I’ve got a voxel engine that I’m trying to solve collision with, and it must use rigidbodies as these voxels can move & interact with the world dynamically - the voxels are used to build space ships. Once upon a time I used mesh colliders, which albeit were slow in conventional use were much faster for my voxel purposes. Now I’m using box colliders - I’ve tried adding components to my object, and I’ve tried instantiating child colliders. Both are horrendously slow when done enmasse as is needed for voxels… It causes a big hiccup every time I create a new object in the scene. I have moved to creating them in a coroutine, which is still not ideal as updates to the voxel collision can be delayed then.
Is there a faster method of adding box colliders to the scene that I’m missing or is my best option to move to custom collision detection using something such as SAT? I’m leaning towards a custom solution, though I’d like to avoid having to add on that additional dev time.
Hello, all i know is that the fatest collider is the circle or the sphere (simple Pythagore) but i know that rigidbody are very unefficient, i have a teacher that recreate the code of rigidbody each time he make a game x).
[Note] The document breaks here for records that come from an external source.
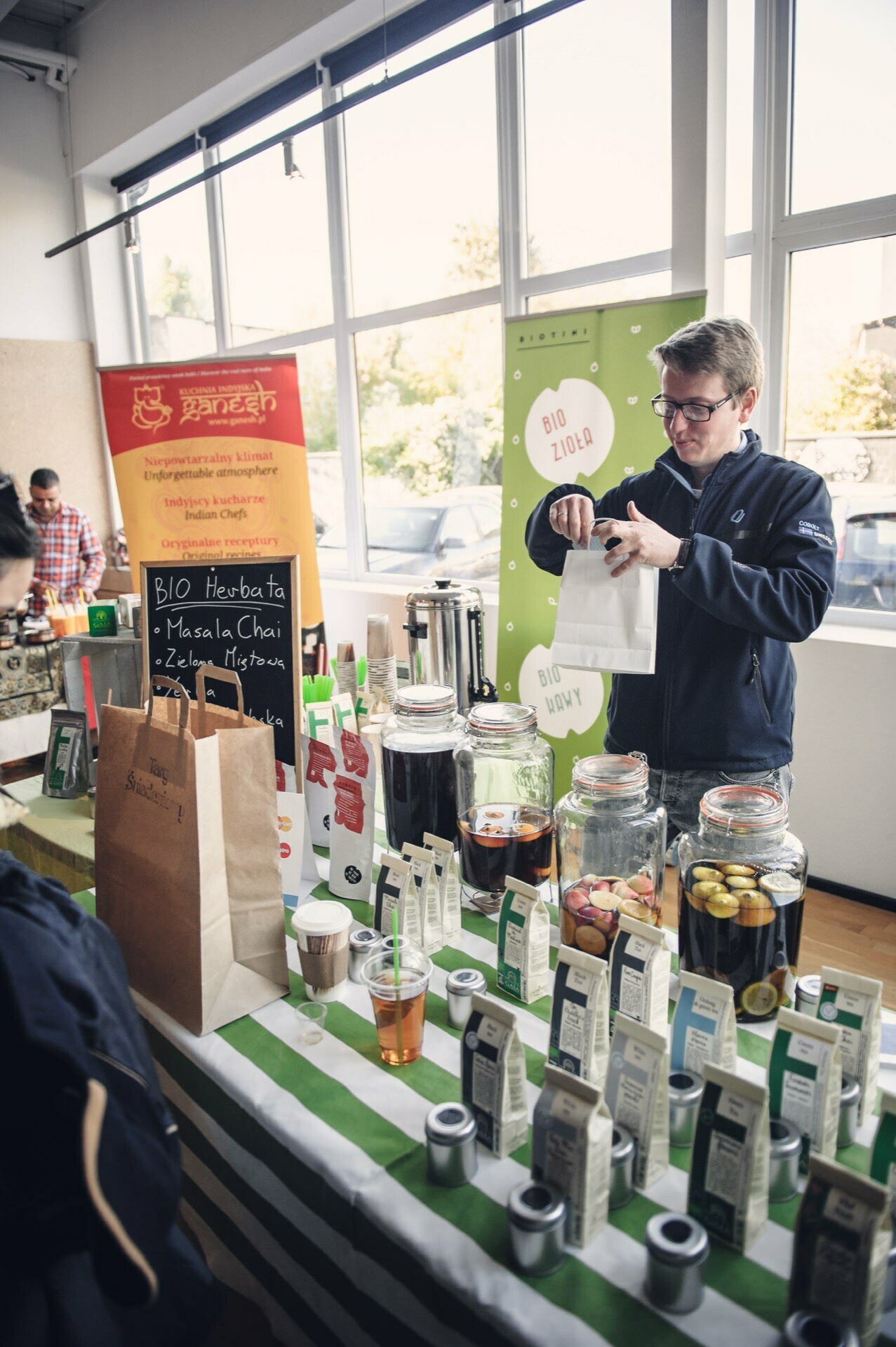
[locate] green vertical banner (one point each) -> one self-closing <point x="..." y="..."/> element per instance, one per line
<point x="577" y="408"/>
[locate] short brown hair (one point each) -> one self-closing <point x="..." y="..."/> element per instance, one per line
<point x="727" y="347"/>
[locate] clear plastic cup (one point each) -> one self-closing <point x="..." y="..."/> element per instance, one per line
<point x="399" y="1008"/>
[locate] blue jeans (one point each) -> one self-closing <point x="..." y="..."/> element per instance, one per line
<point x="682" y="792"/>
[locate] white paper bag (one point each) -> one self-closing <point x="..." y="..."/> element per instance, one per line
<point x="603" y="623"/>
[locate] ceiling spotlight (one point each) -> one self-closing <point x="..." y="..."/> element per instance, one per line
<point x="290" y="166"/>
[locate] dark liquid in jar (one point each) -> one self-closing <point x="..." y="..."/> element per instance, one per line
<point x="500" y="840"/>
<point x="752" y="944"/>
<point x="420" y="796"/>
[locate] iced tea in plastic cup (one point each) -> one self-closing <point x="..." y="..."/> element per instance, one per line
<point x="399" y="1008"/>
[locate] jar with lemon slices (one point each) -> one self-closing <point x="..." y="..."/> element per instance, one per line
<point x="743" y="884"/>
I don’t know very well how you game work but one way he told us game with one unit (like cube or voxel) is to make an double array named cubes in a GameManager and to register all position inside like this:
GameManager:
public GameObject[,] cubes;
Cube:
void start(){
cubes[position.x, position.y] = gameobject;
}
void update(){
if (Input.getKey(KeyCode.W))
if (cubes[position.x, position.y+1] is null){
cubes[position.x, position.y] = null;
cubes[position.x, position.y+1] = gameobject;
transform.translate(0,1);
}
}
Depends on your use case. You should profile your code to understand what exactly causes the biggest impact. I think it may be more related to the number of rigidbodies in the scene than to actual box collider creation, which should not be that slow. And how do you calculate them, are you using renderer.bounds for that?